Reinforcement learning used for an adaptive attention mechanism, and integrated in an architecture with both top-down and bottom-up vision processing

Ognibene, D.; Baldassare, G., Ecological Active Vision: Four Bioinspired Principles to Integrate Bottom–Up and Adaptive Top–Down Attention Tested With a Simple Camera-Arm Robot, Autonomous Mental Development, IEEE Transactions on , vol.7, no.1, pp.3,25, March 2015. DOI: 10.1109/TAMD.2014.2341351.
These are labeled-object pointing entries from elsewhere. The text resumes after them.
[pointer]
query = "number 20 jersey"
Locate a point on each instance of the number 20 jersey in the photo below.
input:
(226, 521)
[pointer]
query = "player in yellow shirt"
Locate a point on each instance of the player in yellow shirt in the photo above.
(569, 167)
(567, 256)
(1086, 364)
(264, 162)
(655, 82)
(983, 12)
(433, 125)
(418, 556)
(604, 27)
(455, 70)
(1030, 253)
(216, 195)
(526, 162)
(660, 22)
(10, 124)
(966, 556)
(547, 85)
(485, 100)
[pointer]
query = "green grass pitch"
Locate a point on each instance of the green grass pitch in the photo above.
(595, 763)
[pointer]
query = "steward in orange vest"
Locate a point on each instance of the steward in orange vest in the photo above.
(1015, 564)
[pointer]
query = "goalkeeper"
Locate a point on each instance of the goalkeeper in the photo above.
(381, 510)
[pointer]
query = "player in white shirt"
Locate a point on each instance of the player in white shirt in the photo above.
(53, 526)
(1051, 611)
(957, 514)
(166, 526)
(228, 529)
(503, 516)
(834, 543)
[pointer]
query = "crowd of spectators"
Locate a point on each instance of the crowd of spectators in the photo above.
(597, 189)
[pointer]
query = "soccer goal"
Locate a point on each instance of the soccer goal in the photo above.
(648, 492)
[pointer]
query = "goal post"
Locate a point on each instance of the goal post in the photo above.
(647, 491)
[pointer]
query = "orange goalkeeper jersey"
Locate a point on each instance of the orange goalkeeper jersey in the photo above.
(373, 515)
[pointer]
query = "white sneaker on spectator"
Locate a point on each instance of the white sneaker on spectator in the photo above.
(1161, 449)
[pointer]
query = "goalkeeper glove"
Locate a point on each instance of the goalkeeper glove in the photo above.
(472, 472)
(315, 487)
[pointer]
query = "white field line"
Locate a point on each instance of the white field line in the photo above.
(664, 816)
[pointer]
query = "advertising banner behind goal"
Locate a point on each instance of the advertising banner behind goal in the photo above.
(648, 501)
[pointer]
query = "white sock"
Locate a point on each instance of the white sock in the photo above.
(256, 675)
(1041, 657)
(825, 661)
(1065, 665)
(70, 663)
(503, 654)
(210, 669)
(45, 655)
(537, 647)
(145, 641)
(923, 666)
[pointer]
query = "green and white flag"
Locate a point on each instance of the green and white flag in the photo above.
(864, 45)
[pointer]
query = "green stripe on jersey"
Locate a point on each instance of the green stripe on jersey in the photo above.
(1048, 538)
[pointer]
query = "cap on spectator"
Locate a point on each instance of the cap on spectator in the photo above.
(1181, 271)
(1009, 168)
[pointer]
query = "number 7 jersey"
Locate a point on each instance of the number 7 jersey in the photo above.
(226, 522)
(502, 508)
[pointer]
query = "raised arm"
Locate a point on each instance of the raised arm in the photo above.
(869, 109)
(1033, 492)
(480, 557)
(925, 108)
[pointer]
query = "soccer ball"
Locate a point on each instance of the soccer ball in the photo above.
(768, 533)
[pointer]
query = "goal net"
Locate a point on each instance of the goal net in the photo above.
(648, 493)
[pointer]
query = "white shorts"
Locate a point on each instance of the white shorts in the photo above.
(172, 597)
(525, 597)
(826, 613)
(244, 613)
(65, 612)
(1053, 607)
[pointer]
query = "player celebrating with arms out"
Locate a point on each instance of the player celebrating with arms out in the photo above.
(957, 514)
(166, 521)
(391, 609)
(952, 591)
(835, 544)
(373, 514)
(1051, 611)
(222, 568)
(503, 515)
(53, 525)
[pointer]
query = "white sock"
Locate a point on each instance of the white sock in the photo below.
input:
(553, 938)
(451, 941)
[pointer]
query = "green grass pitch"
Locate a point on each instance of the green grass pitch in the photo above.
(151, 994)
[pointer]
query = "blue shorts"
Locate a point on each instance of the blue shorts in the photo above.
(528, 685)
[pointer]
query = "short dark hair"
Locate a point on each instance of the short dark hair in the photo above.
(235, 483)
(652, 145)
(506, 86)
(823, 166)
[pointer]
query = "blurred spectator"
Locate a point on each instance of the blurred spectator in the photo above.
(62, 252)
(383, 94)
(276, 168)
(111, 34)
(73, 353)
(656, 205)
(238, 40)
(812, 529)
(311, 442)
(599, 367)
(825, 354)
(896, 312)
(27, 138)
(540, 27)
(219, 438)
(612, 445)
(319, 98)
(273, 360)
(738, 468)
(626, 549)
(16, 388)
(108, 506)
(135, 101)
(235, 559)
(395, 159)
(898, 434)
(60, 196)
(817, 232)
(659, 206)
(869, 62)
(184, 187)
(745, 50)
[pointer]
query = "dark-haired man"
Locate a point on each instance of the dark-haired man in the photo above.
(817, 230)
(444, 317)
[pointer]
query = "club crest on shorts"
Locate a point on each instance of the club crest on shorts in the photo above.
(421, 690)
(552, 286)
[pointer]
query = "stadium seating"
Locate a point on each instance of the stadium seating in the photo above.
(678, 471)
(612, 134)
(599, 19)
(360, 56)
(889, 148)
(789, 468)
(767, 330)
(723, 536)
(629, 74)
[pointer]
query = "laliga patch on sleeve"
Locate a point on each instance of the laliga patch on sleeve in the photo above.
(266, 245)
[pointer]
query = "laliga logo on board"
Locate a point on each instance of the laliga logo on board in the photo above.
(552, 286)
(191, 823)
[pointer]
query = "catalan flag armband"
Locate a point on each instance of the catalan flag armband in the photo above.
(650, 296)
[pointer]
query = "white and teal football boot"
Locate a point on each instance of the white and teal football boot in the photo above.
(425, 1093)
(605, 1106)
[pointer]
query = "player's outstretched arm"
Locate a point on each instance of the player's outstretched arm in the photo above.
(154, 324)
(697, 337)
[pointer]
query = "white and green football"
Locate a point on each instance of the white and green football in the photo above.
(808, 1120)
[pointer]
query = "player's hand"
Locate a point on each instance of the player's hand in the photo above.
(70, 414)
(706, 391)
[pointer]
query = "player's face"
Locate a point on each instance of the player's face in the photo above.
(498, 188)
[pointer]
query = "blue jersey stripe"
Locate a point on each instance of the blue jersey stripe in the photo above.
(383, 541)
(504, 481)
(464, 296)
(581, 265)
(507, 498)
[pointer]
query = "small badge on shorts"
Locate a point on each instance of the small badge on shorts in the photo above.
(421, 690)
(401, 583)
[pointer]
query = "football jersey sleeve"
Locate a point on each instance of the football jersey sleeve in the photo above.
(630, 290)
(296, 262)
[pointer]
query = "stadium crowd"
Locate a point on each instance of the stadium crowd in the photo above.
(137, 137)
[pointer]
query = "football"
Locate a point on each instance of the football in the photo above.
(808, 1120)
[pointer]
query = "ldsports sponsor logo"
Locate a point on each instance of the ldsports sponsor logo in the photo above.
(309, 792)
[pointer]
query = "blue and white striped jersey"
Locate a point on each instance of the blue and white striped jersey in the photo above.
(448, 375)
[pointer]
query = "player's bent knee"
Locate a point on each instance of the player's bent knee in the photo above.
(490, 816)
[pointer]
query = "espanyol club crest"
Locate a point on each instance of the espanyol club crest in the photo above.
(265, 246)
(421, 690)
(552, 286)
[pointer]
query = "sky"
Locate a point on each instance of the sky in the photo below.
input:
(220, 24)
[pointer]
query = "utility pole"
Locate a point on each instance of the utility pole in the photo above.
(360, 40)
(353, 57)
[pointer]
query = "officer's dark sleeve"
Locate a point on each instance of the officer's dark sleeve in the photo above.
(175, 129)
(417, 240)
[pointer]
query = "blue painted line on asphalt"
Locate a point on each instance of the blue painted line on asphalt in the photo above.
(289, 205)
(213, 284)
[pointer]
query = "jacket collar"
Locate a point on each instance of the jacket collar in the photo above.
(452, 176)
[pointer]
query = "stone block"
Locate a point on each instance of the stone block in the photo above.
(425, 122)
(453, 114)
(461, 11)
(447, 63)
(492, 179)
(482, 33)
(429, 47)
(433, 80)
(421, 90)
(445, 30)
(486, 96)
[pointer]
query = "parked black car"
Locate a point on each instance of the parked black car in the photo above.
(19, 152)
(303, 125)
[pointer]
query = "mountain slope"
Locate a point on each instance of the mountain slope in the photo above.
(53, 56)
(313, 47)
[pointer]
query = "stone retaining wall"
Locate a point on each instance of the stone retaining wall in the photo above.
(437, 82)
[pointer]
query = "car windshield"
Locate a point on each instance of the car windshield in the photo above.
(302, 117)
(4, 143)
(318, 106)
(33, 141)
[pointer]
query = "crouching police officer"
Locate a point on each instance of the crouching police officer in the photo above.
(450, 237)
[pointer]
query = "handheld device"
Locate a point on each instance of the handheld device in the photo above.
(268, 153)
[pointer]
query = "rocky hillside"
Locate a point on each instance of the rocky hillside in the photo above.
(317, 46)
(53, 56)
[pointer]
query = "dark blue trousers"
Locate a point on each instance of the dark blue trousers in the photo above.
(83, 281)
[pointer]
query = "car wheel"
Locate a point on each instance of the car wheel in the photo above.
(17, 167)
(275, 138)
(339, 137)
Vision gives primates a wealth of information useful to manipulate the environment, but at the same time it can easily overwhelm their computational resources. Active vision is a key solution found by nature to solve this problem: a limited fovea actively displaced in space to collect only relevant information. Here we highlight that in ecological conditions this solution encounters four problems: 1) the agent needs to learn where to look based on its goals; 2) manipulation causes learning feedback in areas of space possibly outside the attention focus; 3) good visual actions are needed to guide manipulation actions, but only these can generate learning feedback; and 4) a limited fovea causes aliasing problems. We then propose a computational architecture (“BITPIC”) to overcome the four problems, integrating four bioinspired key ingredients: 1) reinforcement-learning fovea-based top-down attention; 2) a strong vision-manipulation coupling; 3) bottom-up periphery-based attention; and 4) a novel action-oriented memory. The system is tested with a simple simulated camera-arm robot solving a class of search-and-reach tasks involving color-blob “objects.” The results show that the architecture solves the problems, and hence the tasks, very efficiently, and highlight how the architecture principles can contribute to a full exploitation of the advantages of active vision in ecological conditions.